La première erreur des libéraux est l'absence totale de pédagogie dans la démarche. En gros, ils nous disent avec une certaine arrogance qu'ils savent ce qui est bon pour nous, pas la peine de nous l'expliquer et encore moins d'en débattre.

Lucien Bouchard, à la fin des années 90, avait lui aussi mené une opération déficit zéro, qui avait été douloureuse et dont certains effets sont toujours controversés, mais il avait pris soin de mettre les principaux acteurs économiques et sociaux du Québec dans le coup. Il avait aussi expliqué clairement pourquoi il fallait retrouver l'équilibre budgétaire. On gardait les yeux sur l'objectif à moyen terme plutôt que d'angoisser sur toutes les coupes immédiates.

Il faut dire aussi que ce gouvernement souffre d'un manque chronique de sensibilité. Philippe Couillard, qui avait réussi à dégager une certaine chaleur pendant la campagne électorale, semble maintenant retranché dans la froideur des chiffres et le dogme de la réduction de la taille de l'État.

Ses ministres ne font pas beaucoup d'efforts non plus pour démontrer un peu d'empathie. Prenez Gaétan Barrette, qui a réagi la semaine dernière au suicide d'une médecin résidente de 27 ans en disant que la pression est aujourd'hui moindre pour ces jeunes professionnels. Du coup, il a promis de sortir le bâton pour forcer les médecins à prendre plus de patients. L'approche rebrousse-poil, encore une fois. (Au fait, j'ai relu le programme électoral et les engagements du PLQ et je n'ai rien trouvé sur l'augmentation du nombre de patients pris en charge par les médecins...)

La majorité des Québécois sont d'accord avec l'objectif (retour à l'équilibre budgétaire), mais ils voudraient voir et comprendre le plan. Le problème, c'est que le gouvernement n'en a pas. Ou s'il en a un, il est bien caché. C'est comme si un entrepreneur avait stationné son bulldozer sur votre terrain, vous promettant tout un raffut, sans toutefois vous montrer les plans de réaménagement.

Le président du Conseil du trésor, Martin Coiteux, affirmait la semaine dernière que la pensée magique ne suffit plus. Cela vaut aussi pour le gouvernement, qui ne s'est même pas donné la peine, à ce jour, d'expliquer les effets réels de ses décisions.

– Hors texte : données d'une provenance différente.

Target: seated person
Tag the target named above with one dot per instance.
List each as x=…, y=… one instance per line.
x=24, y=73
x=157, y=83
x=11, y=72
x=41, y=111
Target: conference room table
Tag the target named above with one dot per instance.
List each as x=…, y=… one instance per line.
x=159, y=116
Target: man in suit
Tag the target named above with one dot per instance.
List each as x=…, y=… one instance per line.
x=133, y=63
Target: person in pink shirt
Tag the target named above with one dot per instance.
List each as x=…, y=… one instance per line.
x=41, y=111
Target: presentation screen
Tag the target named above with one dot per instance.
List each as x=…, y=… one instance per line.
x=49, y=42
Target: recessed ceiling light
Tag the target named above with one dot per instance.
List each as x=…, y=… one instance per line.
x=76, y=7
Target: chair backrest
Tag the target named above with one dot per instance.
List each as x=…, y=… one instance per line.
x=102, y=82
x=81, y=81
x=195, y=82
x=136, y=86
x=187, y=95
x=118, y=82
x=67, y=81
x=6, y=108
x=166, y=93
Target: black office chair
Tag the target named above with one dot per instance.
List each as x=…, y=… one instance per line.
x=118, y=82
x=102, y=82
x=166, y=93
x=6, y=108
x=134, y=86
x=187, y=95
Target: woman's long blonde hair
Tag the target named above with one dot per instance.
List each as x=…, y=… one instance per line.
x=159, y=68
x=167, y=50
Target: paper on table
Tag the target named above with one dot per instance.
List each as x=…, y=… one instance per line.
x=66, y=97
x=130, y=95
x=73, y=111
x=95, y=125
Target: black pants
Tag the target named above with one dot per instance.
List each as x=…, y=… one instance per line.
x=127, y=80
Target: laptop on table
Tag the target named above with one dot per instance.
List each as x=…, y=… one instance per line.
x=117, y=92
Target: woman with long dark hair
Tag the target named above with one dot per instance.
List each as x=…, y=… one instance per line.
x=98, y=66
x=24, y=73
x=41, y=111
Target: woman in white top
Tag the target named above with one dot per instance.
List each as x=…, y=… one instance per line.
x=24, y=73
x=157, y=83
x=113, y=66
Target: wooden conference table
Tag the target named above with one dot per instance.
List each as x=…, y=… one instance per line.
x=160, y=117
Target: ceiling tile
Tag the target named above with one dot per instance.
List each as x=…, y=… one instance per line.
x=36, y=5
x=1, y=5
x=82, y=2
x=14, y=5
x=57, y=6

Parlant de pensée magique, le ministre de l'Éducation, Yves Bolduc, disait encore il y a quelques jours que les cégeps doivent absorber la nouvelle ronde de compressions sans toucher aux services aux élèves. Bien voyons...

Le dernier élément, et non le moindre : les cachotteries électorales. C'est là que le bât blesse le plus sévèrement. Les principales décisions annoncées à ce jour par le gouvernement n'ont pas été présentées et discutées en campagne électorale, ce qui laisse un trou béant dans la légitimité de ce gouvernement.

Sur une note plus légère, j'ai croisé Jean-François Lisée, récemment, au Salon du livre. Le député de Rosemont, qui sera très bientôt papa pour la cinquième fois, me confiait avoir l'intention de « couper le canal famille » après la naissance du petit dernier.

« Ça tombe bien, lui ai-je répondu, il y a plusieurs médecins en face de toi à l'Assemblée nationale et ils sont pas mal bons pour couper dans la famille.

 - Oui, mais je ne leur fais pas confiance pour les points de suture », m'a-t-il répondu, pince-sans-rire.

* Discours d'ouverture de Philippe Couillard, 21 mai 2014.